No debí aceptar que trajera la ceibalita. Que rastrille toda clase de cosas no me molesta, de algo tenemos que vivir y en la basura ya sólo encuentro basura, por más que me mueva a barrios caros: nadie tira nada que sirva.
Es plateada, finita, preciosa. Poco uso, se ve que era de un niño cuidadoso. Nada que ver con aquellos mazacotes con cuernitos verdes, si no dijera lo que es pasaría por cualquier laptop. Para mí el problema no viene por robar algo de un niño: es la tapa la que trajo la maldición. Tiene una constelación yeta. La otra vez Hortensia me dijo que me alejara de todo lo que tenga dibujos de estrellas. Ni estampados, ni vinchas, ni camisetas de fútbol que las tengan dibujadas o lugares con sus nombres. Y ahí va y nos arruina, esta boluda. Llena de estrellas.
No soy supersticiosa, pero empezaron a pasar cosas raras. Pensaba en una vez que teníamos mucha hambre y pasé por una esquina mientras alguien dejaba, muy tarde en la noche, una ofrenda. No era sólo pop, caramelos brasileros o papelitos: había una gallina, todavía tibia y una botella de alcohol. Ni sé que era, porque sólo tuve ojos para aquel pedazo de carne con plumas. Cuando supuse que nadie me veía, levanté la botella y el bicho y salí corriendo todo lo que las piernas me dieron. Corrí hasta casa, como pude hice un fueguito para calentar agua y pelé la gallina. Aprovechamos todo, incluso convidamos a una vecina al puchero. Dije que picoteaba cerca del cante. Pobreza y gallinas siempre pegan bien. No podía desperdiciar algo así por algo en lo que no creo, pero la puta ceibalita me está destruyendo. Derrite todo. La apoyó sobre una mesita en el comedor y amaneció en el piso. Dura, compacta, inútil: está bloqueada, posiblemente rota. Por dentro, por fuera brilla cómo sólo lo nuevo puede hacerlo. Pero me derrite los pocos muebles, como si estuviera hecha por completo de ácido. Le dije que la devuelva, que la deje en una volqueta, pero ya es tarde. Donde se apoyó al caer de la mesa hay una masa babosa, verde. No hay más baldosas, empieza a avanzar por el comedor.
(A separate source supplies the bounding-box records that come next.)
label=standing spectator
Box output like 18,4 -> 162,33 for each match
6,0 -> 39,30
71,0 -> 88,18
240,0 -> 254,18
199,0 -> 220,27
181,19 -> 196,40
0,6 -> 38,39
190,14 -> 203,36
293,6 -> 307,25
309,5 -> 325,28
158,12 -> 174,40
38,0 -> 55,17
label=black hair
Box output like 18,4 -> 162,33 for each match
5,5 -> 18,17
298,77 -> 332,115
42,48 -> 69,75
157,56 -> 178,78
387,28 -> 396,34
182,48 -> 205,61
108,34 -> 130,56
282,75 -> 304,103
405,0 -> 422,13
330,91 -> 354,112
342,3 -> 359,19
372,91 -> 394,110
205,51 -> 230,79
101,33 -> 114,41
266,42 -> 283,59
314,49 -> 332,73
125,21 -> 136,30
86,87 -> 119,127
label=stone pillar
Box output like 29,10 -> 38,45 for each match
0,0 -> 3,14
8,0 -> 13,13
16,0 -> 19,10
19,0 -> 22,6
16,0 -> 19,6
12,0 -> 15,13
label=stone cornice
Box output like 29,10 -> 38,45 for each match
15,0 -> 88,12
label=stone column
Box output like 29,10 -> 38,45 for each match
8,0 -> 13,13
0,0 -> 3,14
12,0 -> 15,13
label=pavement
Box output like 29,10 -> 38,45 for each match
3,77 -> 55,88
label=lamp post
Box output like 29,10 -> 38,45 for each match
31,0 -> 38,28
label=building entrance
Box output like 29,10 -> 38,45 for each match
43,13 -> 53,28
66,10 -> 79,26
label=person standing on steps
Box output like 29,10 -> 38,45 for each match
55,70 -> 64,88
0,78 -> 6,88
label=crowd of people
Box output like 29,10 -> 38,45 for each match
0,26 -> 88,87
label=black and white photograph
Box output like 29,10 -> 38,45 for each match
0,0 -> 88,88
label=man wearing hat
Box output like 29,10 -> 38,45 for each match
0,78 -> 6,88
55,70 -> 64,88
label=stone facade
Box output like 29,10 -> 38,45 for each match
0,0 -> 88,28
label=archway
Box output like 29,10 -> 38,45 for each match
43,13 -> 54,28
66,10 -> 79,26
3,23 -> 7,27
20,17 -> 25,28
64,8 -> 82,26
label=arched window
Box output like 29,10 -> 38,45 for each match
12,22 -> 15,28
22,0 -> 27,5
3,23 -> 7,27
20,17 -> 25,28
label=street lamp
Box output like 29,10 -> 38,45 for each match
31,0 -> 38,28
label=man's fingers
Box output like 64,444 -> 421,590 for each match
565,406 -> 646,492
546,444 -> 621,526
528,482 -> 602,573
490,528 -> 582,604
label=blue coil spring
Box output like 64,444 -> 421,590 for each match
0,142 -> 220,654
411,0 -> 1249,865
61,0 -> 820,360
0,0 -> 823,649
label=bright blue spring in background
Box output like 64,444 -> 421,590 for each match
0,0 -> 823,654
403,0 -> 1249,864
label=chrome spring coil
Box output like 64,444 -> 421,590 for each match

No puedo creer lo fuerte de esta porquería: hoy ya no había piso, sólo una baba sobre el contrapiso, que se resistió a ser retirada con una pala que improvisamos. Parece poliuretano expandido, orgánico pero duro, aunque se ve pegajoso. Sube por todas las superficies, apolilla la madera, la va integrando a ese espumarajo deformante. No respeta tampoco el metal, no respeta la división de las habitaciones, ya llega a la cocina.
En una semana, la casita abandonada que tanto nos había costado cuidar, adecentar, volver un hogar, ya no se puede habitar. El maldito ácido, lava o lo que fuera que salía de esa computadora embrujada lo tomó todo. No hay piso, contrapiso, aberturas, muebles, cachivaches…y lo más peligroso: cuando salimos se estaba comiendo las paredes, empezando por la más cercana a dónde la apoyó por primera vez. Tuvimos miedo y sacamos lo que pudimos a la calle, en un carrito. Son muy pocas cosas, algo de ropa y poco más. Me confesó que no robó ese artefacto endemoniado: la cambió por unos vaqueros y un par de championes muy grandes para ella. No se acuerda a quién, pero tiene miedo de que cuando la corrosión termine con la casa empiece a comerse la piel de los que la tocaron, una especie de venganza escolar lenta y dolorosa. Por suerte yo no la toqué. Si hubiera sido una gallina de una macumba, bueno, eso es otra cosa. Con el hambre que tengo.